Ce n'est pas par hasard que Weffort et de nombreux intellectuels liés à la CEDEC ont fini par être liés à une autre expérience politique qui a émergé à la fin des années 1970, celle des grèves ouvrières dans la région ABC de São Paulo et, par la suite, la fondation de la Workers ' Parti et la Central Única dos Workers. Entre 1974 et 1979, Weffort s'est consacré à affiner les idées exposées dans un important essai sur les grèves ouvrières de Contagem et d'Osasco en 1968 et les actions des dirigeants et mouvements syndicaux dans la perspective de ce qu'il appelait le «syndicalisme populiste». Sa critique de la performance du Parti communiste brésilien dans la période 1945-1964 sera d'ailleurs décisive pour l'élaboration de l'idée qu'il fallait revoir la réticence historique de la gauche à chercher sa propre voie, indépendante de l'État. réglementation bourgeoise.

En tant que professeur à l'USP, Weffort a formé des générations de spécialistes des sciences sociales dans les années 1970 et 1980, enseignant les principes fondamentaux de la pensée politique occidentale moderne.

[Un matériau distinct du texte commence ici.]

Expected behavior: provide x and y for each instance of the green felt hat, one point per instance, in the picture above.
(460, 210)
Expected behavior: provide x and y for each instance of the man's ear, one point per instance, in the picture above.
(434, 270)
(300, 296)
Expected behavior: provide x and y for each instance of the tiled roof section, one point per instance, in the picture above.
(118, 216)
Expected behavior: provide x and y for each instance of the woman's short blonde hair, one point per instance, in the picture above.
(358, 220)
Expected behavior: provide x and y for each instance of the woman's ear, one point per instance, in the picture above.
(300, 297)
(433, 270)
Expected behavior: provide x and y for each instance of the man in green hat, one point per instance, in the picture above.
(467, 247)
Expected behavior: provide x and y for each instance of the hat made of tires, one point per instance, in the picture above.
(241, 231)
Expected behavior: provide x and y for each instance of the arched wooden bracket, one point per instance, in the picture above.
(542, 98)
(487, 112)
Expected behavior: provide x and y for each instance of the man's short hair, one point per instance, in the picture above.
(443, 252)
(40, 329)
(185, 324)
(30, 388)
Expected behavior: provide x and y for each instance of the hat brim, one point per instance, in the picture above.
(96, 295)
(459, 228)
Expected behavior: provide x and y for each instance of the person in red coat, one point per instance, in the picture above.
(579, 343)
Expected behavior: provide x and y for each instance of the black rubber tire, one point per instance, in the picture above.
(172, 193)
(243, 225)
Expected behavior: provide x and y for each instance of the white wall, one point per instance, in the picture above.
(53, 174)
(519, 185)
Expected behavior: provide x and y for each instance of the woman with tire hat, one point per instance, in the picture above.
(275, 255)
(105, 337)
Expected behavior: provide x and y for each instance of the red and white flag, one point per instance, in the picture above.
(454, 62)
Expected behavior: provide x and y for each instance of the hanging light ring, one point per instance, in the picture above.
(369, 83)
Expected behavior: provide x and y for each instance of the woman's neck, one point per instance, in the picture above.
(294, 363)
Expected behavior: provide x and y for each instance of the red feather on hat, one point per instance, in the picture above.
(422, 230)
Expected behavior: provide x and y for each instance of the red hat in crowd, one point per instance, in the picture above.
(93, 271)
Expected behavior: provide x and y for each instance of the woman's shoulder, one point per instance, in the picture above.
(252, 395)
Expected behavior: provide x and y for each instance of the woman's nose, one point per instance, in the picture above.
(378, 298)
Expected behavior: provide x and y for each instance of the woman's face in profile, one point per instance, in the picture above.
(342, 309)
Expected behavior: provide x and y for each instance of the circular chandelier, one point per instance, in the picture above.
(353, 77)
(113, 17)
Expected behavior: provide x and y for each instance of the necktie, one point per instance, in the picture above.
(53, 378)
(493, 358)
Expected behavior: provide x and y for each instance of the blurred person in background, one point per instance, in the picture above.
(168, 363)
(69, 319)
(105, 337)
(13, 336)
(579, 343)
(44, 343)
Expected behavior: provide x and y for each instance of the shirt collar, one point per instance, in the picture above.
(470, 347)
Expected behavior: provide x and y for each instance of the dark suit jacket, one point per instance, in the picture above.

Par ailleurs, ses cours sur la pensée d'Antonio Gramsci restent encore aujourd'hui dans la mémoire de nombreux intellectuels, jeunes à l'époque, qui poursuivront une carrière universitaire dans les décennies suivantes. Au début des années 1990, quitter le PT, où il occupait le poste de secrétaire général, et rejoindre le gouvernement de Fernando Henrique Cardoso en tant que ministre de la Culture, était comme une résolution, à l'échelle moléculaire, des impasses qu'il avait contribué à résoudre. ouvrir et approfondir la vie de fête brésilienne de la fin des années 1970.

Francisco Weffort est un intellectuel incontournable pour quiconque s'intéresse à la vie politique de notre pays dans la seconde moitié du XXe siècle, et ses analyses laissent également des pistes intéressantes pour penser le présent. Sa disparition, ainsi que le départ d'autres personnalités chères aux sciences humaines du même temps et de l'espace, comme le sociologue Leôncio Martins Rodrigues et le philosophe José Arthur Giannotti, nous lèguent la responsabilité de reconstruire avec le plus grand scrupule l'histoire de notre idées politiques et de résumer, encore plus rigoureusement, les problèmes autour desquels elles se sont développées jusqu'à nous.

*Daniela Mussi est professeur au Département de science politique de l'Université fédérale de Rio de Janeiro (UFRJ).

Initialement publié le Bulletin de la Nouvelle Lune.